Inbreeding equations

Derivation of Inbreeding equations

F Inbreeding coefficient = expectation that two alleles are identical by descent (autozygous):
                                                    exact genetic copies of a DNA sequence in common ancestor.

Alleles may be identical by allelic state, and not identical by descent.
    Theory and equations should be applied only to the latter.
          If it is assumed [see note below] that observed allelic variants arise only once,
                identity by allelic state is the same as identity by descent

F is also the proportion of population that is inbred at any locus: the fraction of individuals with two alleles identical by descent.
Then, homozygosity at any locus indicates identity by descent

What is the effect of inbreeding on genotype proportions?

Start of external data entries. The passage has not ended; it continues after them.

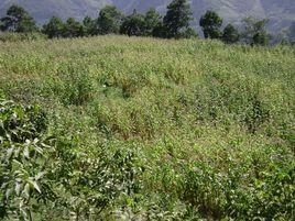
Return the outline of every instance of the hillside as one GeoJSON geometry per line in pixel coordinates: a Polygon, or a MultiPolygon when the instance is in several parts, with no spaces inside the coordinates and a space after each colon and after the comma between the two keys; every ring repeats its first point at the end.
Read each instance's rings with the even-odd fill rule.
{"type": "MultiPolygon", "coordinates": [[[[295,21],[295,1],[293,0],[190,0],[196,20],[208,9],[214,9],[225,18],[226,22],[237,22],[247,15],[270,18],[270,29],[280,31],[295,21]]],[[[136,9],[140,12],[154,7],[160,12],[165,12],[170,0],[2,0],[0,14],[12,3],[23,5],[30,11],[39,23],[44,23],[52,15],[63,19],[74,16],[83,19],[85,15],[96,16],[99,9],[106,4],[116,4],[124,12],[136,9]]],[[[197,21],[195,21],[197,25],[197,21]]]]}
{"type": "Polygon", "coordinates": [[[0,219],[292,220],[294,47],[0,48],[0,219]]]}

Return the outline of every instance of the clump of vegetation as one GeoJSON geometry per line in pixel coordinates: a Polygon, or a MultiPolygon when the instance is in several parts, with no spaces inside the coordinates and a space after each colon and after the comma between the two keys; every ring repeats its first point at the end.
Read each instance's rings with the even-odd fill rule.
{"type": "Polygon", "coordinates": [[[0,45],[2,218],[294,217],[294,47],[0,45]]]}
{"type": "Polygon", "coordinates": [[[46,40],[47,36],[41,33],[12,33],[3,32],[0,33],[0,42],[25,42],[46,40]]]}

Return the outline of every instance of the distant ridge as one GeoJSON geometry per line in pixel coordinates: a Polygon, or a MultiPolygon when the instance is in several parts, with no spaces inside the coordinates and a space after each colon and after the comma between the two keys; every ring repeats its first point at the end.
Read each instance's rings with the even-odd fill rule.
{"type": "MultiPolygon", "coordinates": [[[[171,0],[1,0],[0,15],[13,3],[24,7],[37,21],[43,24],[52,15],[66,19],[74,16],[81,20],[86,15],[97,16],[99,9],[106,4],[114,4],[129,13],[133,9],[144,12],[154,7],[165,12],[171,0]]],[[[198,19],[208,9],[217,11],[226,22],[239,23],[247,16],[269,18],[270,29],[281,31],[287,29],[295,21],[295,0],[189,0],[195,16],[198,19]]]]}

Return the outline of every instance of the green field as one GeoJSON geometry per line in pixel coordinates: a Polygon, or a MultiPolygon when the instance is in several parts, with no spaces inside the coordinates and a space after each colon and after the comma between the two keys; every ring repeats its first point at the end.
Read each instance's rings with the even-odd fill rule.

In the absence of inbreeding, expected f(AA) = p²
f(AB) = 2pq
f(BB) = q²
In the presence of inbreeding,

f(AA) = (1 - F)(p²) + (F)(p)(1) = p² - Fp² + Fp = p² + Fp(1 - p) = p² + Fpq
       fraction (1 - F) of population not inbred:
            expected frequency of AA homozygotes among these = p²
       fraction (F) of population inbred:
          fraction p of these individuals have A allele
        If inbred, other allele must also be A, with probability = 1

f(AB) = (1 - F)(2pq) + (F)(0)     = 2pq - 2Fpq      = 2pq (1 - F)
        fraction (1- F) of population not inbred:
     the expected frequency of AB heterozygotes among these is 2pq
fraction (F) of population inbred:
     among these, no heterozygotes, since alleles not identical.

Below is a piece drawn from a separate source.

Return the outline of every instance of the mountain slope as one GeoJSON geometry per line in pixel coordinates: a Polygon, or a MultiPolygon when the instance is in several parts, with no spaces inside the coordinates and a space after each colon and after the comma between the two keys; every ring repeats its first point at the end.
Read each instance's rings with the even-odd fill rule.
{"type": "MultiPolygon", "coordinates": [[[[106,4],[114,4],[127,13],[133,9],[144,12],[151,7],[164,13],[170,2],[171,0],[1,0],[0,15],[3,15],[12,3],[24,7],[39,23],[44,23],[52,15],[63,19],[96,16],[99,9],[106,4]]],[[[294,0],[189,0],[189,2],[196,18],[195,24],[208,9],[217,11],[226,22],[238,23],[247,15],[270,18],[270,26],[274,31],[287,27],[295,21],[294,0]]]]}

f(BB) = (1 - F)(q²) + (F)(q)(1) = q² - Fq² + Fq = q² + Fpq
Follow same logic for f(AA) above, applied to B allele

Historical note: Classical versus Balanced views on genetic variation in natural populations

    The so-called Classical School argued that only a small fraction of 1% of loci were polymorphic (with more than one allele), and that such alternative alleles as existed were typically rare. Such alleles were most obvious in genetic diseases caused by homozygosity for a deleterious recessive allele (aa), where the a allele arose by new mutation. Under such circumstances, the assumption of the equivalence of allelic state and identify by descent in the above calculations is justified. The Hardy-Weinberg expectation of homozygosity for a rare recessive allele is extremely low: recall that if f(a) = 0.001 then f(aa) = 10^-6. However, if deleterious alleles arrive in a small population by chance migration of a single family that includes multiple Aa heterozygotes so as to increase f(a), marriages in subsequent generations may dramatically increase f(aa) [see calculations]. Studies of particular medico-genetic anomalies in small, closed populations seemed to support this.

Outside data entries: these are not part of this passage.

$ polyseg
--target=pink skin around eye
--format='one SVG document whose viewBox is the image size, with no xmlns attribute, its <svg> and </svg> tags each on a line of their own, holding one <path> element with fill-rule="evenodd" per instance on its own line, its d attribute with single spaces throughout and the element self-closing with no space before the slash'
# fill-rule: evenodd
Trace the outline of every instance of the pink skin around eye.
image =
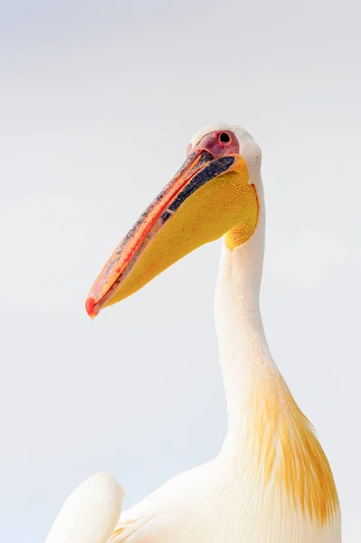
<svg viewBox="0 0 361 543">
<path fill-rule="evenodd" d="M 222 138 L 221 134 L 223 135 Z M 222 138 L 227 139 L 227 138 L 223 136 L 225 134 L 228 136 L 229 140 L 222 141 Z M 220 158 L 221 157 L 226 157 L 227 155 L 238 155 L 240 152 L 240 144 L 233 132 L 231 132 L 230 130 L 216 130 L 205 134 L 195 147 L 192 148 L 191 144 L 189 144 L 186 154 L 189 155 L 191 151 L 195 152 L 199 149 L 208 151 L 215 159 Z"/>
</svg>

    The alternative Balanced School argued that a considerably larger fraction of loci, on the order of several percent, were polymorphic, because the alternative alleles at a locus were beneficial to a population or species when maintained in heterozygous genotypes (Aa). Such variation was evident in natural populations, where morphological variation could be shown to follow Mendelian rules. Different allelic variants were adaptive in different places and at different times, and perhaps in different tissues. The classical studies of altitudinal and seasonal variation in chromosome types of wild Drosophila were argued to be due to different alleles brought together over multiple loci. In such circumstances, inbreeding might be beneficial to a species, as a means of creating multiple homozygous genotypes (AA, A'A', A"A", aa, etc.) that may be adaptive for novel environments. Studies of natural populations seemed to support this.

    The introduction of protein electrophoretic data to studies of humans and other species starting in 1967 showed much more variation than even the Balanced School had anticipated [see lecture notes]. Rather than resolving the argument in favor of the Balanced interpretation, the ground shifted to an argument as to whether the observed variation (amino acid substitutions resulting in protein charge differences) was adaptively significant (Selectionists vs Neutralists). The ground has shifted again with the widespread availability of DNA sequence data, which shows directly the relative proportions of third-position "silent" mutations versus substitution mutations that alter amino acid sequences, which may or may not alter function. The essential argument, whether any particular class of observable genetic variation is adaptive, and if so how, remains after more than 100 years.